Neben der einseitigen Kommunikation mit Elohim stößt man auch früh auf Terminals, mit deren Hilfe man mit einer Bibliothekssoftware kommunizieren kann. Diese gewährt uns nicht nur Zugriff auf ihr bruchstückhaftes Archiv, es entspinnt sich auch die eine oder andere philosophische Unterhaltung mit der KI. Im Laufe des Spiel ahnen wir mehr und mehr, warum wir alleine durch diese Welt laufen, was es mit ihr auf sich haben könnte und gegen Ende auch, worauf das Ganze wohl zusteuert.
The Talos Principle ist in meinen Augen, gerade für ein Rätselspiel, optisch wirklich gut gelungen. Als ich auf der Suche nach verborgenen Sternen durch die Landschaft gelaufen bin, habe ich immer wieder festgestellt, wie schön sie eigentlich ist.
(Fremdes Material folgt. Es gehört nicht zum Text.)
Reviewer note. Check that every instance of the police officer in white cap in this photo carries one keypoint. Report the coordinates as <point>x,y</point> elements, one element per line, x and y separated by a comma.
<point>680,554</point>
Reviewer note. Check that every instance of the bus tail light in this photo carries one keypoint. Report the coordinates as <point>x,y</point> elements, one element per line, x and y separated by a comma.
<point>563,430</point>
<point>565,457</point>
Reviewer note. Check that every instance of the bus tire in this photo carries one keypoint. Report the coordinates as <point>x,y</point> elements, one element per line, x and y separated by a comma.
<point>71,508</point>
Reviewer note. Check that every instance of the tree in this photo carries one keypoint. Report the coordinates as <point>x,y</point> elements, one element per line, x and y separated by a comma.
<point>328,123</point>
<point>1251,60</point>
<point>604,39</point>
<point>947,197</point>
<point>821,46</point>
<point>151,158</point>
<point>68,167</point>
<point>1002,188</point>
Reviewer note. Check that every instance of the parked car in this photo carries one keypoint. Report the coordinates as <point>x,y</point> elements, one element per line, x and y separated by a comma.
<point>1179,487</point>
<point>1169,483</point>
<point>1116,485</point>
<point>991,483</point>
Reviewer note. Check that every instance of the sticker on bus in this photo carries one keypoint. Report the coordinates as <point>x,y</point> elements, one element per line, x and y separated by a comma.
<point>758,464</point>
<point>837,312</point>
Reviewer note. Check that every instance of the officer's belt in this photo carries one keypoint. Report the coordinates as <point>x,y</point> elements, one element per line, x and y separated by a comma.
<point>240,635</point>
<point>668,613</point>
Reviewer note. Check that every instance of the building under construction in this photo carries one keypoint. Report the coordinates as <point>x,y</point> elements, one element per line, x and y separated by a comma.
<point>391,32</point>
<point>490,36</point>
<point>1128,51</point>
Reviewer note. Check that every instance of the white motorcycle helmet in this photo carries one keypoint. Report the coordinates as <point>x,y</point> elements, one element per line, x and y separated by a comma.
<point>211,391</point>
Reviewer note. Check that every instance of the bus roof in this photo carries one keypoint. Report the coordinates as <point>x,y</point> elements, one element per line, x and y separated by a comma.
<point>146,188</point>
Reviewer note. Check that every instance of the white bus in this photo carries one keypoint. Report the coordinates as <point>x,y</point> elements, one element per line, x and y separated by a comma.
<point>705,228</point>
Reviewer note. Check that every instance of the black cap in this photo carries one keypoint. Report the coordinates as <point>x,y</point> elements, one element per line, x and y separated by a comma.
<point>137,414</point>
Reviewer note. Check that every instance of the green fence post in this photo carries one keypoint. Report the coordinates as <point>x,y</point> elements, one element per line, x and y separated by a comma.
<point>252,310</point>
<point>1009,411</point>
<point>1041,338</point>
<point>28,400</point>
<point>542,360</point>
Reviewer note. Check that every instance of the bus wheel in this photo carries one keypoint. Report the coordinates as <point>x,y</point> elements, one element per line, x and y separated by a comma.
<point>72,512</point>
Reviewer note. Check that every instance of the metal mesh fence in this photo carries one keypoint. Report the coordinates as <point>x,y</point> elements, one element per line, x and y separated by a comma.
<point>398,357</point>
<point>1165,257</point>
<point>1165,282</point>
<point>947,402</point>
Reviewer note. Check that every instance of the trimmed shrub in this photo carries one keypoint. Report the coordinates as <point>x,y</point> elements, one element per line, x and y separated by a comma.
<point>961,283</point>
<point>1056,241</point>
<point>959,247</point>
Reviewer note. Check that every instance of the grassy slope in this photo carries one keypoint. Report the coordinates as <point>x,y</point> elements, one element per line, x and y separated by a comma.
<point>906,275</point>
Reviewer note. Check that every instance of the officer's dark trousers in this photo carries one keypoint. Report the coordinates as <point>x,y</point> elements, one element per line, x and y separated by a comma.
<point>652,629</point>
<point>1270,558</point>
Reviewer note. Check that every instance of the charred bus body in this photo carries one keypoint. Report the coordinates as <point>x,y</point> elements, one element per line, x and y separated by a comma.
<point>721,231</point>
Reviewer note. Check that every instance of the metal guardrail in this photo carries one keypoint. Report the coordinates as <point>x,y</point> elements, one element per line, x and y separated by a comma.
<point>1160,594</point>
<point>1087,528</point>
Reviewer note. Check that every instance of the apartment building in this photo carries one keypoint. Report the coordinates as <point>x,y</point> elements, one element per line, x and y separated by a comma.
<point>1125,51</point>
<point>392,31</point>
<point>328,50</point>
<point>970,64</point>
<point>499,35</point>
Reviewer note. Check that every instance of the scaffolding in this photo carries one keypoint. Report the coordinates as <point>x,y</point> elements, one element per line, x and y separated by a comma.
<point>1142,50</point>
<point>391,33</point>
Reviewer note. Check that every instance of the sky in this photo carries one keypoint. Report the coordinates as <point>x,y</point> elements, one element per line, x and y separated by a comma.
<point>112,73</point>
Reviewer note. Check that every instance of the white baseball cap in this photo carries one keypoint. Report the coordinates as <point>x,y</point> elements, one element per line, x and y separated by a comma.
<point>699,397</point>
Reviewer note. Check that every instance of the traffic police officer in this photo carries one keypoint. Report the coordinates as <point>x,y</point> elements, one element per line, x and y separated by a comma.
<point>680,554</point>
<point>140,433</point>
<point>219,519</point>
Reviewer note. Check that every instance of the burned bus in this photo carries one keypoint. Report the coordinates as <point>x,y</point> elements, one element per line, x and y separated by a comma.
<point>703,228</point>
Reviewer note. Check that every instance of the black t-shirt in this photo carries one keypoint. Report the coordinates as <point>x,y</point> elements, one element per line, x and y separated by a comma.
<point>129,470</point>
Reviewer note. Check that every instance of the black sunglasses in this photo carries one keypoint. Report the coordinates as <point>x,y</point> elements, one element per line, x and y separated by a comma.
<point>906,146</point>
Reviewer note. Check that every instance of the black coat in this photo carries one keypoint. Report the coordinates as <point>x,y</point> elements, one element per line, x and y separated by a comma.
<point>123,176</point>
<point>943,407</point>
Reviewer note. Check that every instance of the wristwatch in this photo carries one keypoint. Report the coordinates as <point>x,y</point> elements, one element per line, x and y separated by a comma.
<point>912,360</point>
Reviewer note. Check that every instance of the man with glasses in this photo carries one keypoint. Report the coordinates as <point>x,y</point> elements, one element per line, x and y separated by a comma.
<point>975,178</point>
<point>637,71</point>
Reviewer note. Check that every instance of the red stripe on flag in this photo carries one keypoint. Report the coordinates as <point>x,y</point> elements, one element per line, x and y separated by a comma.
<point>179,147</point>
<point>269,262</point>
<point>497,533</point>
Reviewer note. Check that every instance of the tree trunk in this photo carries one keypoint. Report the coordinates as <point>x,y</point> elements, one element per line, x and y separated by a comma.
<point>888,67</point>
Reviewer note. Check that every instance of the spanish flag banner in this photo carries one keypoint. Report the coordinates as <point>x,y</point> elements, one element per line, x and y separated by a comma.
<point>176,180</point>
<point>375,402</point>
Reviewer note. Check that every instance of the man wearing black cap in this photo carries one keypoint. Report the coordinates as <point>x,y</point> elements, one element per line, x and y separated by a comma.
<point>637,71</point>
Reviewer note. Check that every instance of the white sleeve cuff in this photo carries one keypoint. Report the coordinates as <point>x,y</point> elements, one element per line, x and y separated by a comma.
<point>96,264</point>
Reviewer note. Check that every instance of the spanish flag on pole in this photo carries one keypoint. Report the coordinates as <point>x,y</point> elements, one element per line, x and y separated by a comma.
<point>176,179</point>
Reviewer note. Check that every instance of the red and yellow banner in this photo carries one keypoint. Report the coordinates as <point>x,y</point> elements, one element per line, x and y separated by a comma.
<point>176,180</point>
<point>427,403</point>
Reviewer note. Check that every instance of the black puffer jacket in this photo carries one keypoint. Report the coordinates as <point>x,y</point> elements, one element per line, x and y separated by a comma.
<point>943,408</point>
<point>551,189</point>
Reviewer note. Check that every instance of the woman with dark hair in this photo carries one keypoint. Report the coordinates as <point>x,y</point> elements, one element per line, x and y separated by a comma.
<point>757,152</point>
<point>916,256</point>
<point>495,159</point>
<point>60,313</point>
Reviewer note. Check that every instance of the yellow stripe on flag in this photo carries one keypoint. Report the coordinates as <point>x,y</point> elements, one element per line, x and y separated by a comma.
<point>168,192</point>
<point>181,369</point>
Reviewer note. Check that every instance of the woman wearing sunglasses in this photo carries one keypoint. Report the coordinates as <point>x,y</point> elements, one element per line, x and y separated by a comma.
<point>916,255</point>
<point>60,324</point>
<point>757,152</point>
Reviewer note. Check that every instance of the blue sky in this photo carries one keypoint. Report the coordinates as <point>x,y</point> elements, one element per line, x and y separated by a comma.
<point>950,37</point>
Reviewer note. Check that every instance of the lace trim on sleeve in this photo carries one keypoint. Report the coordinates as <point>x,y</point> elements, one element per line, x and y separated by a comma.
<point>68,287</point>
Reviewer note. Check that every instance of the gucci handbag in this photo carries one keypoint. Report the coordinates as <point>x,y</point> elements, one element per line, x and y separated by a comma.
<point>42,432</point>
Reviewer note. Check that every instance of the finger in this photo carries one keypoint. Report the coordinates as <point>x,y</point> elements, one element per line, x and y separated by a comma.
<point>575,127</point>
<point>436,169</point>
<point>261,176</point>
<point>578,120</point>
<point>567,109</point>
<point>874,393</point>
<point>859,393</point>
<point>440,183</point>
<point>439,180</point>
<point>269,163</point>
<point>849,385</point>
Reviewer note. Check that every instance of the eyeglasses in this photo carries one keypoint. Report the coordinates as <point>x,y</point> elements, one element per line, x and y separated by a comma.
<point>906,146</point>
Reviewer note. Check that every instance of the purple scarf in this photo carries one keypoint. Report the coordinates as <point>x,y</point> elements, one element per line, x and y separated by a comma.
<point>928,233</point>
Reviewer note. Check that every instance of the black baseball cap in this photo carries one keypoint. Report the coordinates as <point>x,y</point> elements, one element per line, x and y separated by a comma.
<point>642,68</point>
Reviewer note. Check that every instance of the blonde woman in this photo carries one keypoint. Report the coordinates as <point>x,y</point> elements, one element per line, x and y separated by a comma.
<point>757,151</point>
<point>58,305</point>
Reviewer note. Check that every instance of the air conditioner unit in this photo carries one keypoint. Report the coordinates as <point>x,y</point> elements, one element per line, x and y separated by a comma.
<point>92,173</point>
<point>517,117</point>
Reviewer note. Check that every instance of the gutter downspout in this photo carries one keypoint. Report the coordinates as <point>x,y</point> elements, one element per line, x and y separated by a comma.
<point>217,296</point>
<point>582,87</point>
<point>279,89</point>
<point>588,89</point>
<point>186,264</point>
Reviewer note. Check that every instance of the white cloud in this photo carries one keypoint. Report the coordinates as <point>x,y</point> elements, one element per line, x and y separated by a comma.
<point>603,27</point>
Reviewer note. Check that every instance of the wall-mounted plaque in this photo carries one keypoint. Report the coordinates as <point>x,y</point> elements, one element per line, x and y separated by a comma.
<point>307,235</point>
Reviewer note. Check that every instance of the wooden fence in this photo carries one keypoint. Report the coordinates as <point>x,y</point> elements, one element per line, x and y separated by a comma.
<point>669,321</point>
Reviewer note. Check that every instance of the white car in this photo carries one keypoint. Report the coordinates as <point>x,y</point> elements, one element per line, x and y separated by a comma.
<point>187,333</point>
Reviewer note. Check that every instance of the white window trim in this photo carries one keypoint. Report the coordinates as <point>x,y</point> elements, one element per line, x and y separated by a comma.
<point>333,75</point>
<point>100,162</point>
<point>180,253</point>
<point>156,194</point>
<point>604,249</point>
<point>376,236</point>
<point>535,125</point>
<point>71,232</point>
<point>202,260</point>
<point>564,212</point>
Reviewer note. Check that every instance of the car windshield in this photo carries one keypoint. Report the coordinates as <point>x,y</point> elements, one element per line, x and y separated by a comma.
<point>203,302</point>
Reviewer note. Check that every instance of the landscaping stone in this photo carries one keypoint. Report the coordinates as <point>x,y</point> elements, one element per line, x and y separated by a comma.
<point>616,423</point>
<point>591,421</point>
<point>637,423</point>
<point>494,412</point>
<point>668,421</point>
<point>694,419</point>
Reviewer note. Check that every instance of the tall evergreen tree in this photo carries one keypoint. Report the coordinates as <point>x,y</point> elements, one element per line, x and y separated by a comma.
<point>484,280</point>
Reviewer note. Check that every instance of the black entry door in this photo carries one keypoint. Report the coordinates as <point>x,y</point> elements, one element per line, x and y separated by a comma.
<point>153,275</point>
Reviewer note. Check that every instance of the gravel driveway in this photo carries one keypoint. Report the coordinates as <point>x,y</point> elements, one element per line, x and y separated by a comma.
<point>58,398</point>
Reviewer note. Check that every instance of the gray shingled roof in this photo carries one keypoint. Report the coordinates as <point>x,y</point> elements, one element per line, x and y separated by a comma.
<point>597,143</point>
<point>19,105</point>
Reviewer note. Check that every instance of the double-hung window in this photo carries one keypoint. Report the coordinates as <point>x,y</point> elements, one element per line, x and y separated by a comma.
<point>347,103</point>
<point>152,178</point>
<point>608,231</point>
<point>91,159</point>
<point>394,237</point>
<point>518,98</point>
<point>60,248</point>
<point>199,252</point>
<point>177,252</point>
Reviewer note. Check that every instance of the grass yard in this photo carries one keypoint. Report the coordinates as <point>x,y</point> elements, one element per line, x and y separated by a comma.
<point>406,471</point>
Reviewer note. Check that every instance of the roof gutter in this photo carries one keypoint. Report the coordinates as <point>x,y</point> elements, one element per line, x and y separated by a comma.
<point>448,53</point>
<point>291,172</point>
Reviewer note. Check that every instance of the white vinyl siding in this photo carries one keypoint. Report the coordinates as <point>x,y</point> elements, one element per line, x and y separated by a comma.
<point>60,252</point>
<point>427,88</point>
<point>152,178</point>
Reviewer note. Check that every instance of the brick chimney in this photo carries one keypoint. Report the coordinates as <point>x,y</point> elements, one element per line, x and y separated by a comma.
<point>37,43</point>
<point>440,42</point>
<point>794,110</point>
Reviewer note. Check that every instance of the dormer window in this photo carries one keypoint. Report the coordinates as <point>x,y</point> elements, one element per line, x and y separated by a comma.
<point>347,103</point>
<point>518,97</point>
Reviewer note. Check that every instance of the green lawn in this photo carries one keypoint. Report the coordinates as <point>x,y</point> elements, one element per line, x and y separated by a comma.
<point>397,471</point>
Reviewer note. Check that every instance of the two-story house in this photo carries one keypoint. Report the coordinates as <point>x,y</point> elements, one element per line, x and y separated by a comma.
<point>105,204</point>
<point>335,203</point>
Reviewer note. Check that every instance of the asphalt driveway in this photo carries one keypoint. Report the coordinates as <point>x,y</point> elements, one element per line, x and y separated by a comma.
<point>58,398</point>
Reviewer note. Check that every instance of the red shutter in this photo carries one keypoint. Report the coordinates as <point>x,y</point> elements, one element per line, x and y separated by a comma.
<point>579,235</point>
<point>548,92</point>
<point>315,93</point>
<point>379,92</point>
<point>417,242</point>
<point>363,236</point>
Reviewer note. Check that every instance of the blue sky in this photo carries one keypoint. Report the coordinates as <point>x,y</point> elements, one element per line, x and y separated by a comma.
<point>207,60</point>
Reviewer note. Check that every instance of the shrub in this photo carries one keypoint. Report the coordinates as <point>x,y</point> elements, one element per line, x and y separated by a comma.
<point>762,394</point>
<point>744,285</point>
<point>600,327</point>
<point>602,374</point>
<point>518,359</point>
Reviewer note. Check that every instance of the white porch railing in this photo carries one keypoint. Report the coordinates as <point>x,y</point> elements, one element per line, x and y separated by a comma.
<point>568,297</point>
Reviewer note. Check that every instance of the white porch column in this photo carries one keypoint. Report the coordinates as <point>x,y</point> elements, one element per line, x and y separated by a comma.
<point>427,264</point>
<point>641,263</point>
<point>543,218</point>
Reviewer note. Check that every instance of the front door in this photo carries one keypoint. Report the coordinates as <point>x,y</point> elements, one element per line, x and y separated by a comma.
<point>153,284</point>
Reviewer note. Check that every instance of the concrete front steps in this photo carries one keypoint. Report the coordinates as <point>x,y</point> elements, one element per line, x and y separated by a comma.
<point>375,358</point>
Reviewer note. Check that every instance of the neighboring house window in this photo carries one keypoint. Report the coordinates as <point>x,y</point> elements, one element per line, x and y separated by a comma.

Zum Teil aufgrund der Landschaft, zum Teil aufgrund scharfsinniger oder lustiger Texte habe ich beim Spielen über 100 Screenshots angefertigt.
Was man bemeckern könnte, ist die Physik. Man kann nicht einfach so auf eine Kiste springen. Stattdessen wird eine Spur der Füße auf der Kiste gezeigt, und wenn man die passende Taste drückt, landet man genau an diesem Fleck. Diese Vereinfachung kam mir ein wenig einschränkend vor. Man könnte meinen, die Entwickler wollten hier einen unerwünschten Geschicklichkeitsaspekt aus dem Spiel nehmen. Andererseits tauchen im Spiel – im Gegensatz zur Testversion – andere Elemente auf, namentlich fliegende Minen, bei deren Umgehung es auch schon mal ein Stück weit auf Geschicklichkeit und Tempo ankommt. Dann hätte man dem Spieler vielleicht auch zumuten können, ganz klassisch selbst auf eine Kiste zu springen und sich dort zu positionieren. Schade fand ich auch, dass sich Kisten, die man locker tragen kann, keinen Millimeter bewegen, wenn man gegen sie läuft. Und zumindest eines der Rätsel ließe sich kaum so lösen, wenn der Impulserhaltungssatz in der Welt des Androiden derselbe wäre wie bei uns.
Wer intelligente Rätsel in einer schönen Umgebung mag, der ist bei The Talos Principle gut aufgehoben. Wer sich für philosophische Betrachtungen interessiert, meines Erachtens auch. Zusammen mit einer Maschine kann man sich Gedanken über Leben und Tod, Sein und Bewusstsein, Mensch und Maschine, Sinn und Unsinn machen. In einem Steam-Review lobt ein Doktor der Philosophie die Umsetzung – dafür, dass es „nur“ ein Videospiel ist.
The Talos Principle ist für Linux, Mac und Windows erhältlich und ist seinen Preis von 40€ in meinen Augen eindeutig wert. Auch hier noch einmal der Hinweis: Wem, wie mir, bei diesem Spiel flau im Magen wird (obwohl ich sonst mit Spielen kein Problem habe), sollte sich diese Tipps anschauen. Ich mach mich jetzt auf. Sterne suchen.